Again, this was never really a problem with my parents. Since I’ve started college, they have been a lot less nosey (they weren’t that nosey before) and I don’t really need to ask permission for much. Somewhere along the line, I could just tell them what I was doing without asking for approval. That’s probably been the biggest transition.

//It’s Really Not That Bad

I feel like society nowadays portrays living with your parents as worst case scenario. It really isn’t that bad. It may not be what you expected, but life is anything but that. I’ve genuinely enjoyed living at home. Eventually, I would like to move out during college, but that’s not really my priority right now.

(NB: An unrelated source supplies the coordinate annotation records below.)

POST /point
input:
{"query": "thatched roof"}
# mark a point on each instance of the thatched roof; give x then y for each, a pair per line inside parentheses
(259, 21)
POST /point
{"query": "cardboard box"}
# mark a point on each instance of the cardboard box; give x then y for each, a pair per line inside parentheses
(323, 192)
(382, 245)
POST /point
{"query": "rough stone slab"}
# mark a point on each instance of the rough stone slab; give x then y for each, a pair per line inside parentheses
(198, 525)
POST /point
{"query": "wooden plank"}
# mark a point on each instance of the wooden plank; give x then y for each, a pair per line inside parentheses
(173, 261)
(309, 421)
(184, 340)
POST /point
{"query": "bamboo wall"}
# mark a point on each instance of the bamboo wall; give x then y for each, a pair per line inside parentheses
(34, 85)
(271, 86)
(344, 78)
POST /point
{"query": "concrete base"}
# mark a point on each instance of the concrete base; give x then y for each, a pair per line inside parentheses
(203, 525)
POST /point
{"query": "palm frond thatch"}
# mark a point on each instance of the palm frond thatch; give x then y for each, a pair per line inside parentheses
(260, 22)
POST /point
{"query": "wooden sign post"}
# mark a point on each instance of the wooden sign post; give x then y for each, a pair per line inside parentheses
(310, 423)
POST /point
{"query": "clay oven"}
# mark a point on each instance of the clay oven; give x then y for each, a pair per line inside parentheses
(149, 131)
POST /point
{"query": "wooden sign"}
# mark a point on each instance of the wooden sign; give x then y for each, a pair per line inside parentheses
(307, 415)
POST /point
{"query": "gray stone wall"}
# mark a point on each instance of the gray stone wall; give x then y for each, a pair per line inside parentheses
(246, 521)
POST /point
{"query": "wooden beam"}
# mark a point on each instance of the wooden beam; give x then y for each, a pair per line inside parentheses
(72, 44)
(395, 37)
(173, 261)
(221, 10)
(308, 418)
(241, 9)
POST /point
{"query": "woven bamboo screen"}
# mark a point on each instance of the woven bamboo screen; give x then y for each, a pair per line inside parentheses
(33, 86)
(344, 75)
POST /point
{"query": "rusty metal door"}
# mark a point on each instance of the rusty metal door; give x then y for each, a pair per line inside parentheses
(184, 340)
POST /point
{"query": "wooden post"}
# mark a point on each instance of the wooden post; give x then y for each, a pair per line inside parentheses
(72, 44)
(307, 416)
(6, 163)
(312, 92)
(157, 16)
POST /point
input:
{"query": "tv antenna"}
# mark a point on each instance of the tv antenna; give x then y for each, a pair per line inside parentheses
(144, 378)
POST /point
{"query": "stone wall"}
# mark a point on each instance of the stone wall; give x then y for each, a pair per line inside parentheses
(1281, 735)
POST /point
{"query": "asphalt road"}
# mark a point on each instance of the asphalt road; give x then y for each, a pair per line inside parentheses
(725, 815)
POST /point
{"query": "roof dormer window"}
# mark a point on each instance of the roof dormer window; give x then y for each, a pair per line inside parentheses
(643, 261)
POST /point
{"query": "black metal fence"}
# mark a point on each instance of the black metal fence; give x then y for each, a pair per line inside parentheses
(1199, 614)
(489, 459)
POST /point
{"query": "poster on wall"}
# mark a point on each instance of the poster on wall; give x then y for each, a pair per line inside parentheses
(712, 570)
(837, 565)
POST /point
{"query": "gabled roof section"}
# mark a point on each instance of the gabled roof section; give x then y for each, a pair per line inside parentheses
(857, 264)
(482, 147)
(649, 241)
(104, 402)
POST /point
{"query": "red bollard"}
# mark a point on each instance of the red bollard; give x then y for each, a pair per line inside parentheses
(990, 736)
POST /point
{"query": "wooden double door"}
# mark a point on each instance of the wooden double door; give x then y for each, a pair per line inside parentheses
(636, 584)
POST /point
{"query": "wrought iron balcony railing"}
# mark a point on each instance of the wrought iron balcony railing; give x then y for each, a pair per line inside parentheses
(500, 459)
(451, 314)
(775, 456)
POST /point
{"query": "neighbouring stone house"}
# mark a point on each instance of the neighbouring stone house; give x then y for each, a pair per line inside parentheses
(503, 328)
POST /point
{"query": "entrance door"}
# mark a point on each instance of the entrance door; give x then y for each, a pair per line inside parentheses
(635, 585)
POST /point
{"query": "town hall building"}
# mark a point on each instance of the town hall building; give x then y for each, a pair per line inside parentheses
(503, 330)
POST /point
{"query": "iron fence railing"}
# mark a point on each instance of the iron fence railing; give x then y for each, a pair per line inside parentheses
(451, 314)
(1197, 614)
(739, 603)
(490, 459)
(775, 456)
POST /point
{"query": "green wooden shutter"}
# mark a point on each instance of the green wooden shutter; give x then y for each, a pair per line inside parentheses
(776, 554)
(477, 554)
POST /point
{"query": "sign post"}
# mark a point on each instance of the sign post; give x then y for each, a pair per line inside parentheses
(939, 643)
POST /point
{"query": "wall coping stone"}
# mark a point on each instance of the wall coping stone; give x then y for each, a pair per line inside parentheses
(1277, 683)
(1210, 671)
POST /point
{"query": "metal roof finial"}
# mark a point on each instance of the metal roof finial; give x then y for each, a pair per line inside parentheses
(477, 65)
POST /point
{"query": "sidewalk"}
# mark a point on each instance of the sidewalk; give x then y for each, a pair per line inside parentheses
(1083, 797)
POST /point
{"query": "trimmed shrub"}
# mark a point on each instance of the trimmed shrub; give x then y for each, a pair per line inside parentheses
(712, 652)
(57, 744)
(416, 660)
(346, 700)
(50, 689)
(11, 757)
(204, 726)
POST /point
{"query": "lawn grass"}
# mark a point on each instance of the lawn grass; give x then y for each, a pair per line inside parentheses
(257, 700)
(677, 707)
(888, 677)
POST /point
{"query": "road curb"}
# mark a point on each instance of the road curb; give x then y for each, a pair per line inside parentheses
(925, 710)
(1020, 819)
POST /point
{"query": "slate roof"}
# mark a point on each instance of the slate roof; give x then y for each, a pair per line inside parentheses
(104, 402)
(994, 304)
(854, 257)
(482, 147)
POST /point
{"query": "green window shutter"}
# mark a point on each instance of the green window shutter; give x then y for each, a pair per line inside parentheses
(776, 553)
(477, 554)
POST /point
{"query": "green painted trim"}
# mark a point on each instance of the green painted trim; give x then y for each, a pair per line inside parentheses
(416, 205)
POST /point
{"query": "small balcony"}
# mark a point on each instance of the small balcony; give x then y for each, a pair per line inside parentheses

Well, I guess that’s it. I’ve got nothing else to say. If you have any questions, feel free to comment or shoot me an email.

2 thoughts on “How To “Survive” Living With Your Parents In College

  1. I’m in college and I live with my parents too, since the college I wanted to attend is just a train ride away. It’s pretty normal in my country. Anyway, it really has a lot of advantages and not only for us, students. My parents enjoy having me around mainly because they don’t like being on their own, but they also apreciate the small things I can do to help out, even if it is just cooking dinner when they are both arriving late. My mom is already stressing out about my Erasmus year abroad ?. Luckly, I can use the extra money that I save to travel around too.

    1. That’s my ultimate goal. Saving money to travel. I’m glad you understand my situation. Leaving home for college is pretty strange in my culture, so my parents were happy to have me. They worry about me leaving too because of my brother, but me moving out is going to happen eventually. It also made sense for me to stay because school is a train ride away. If I may ask, where are you going for your year abroad?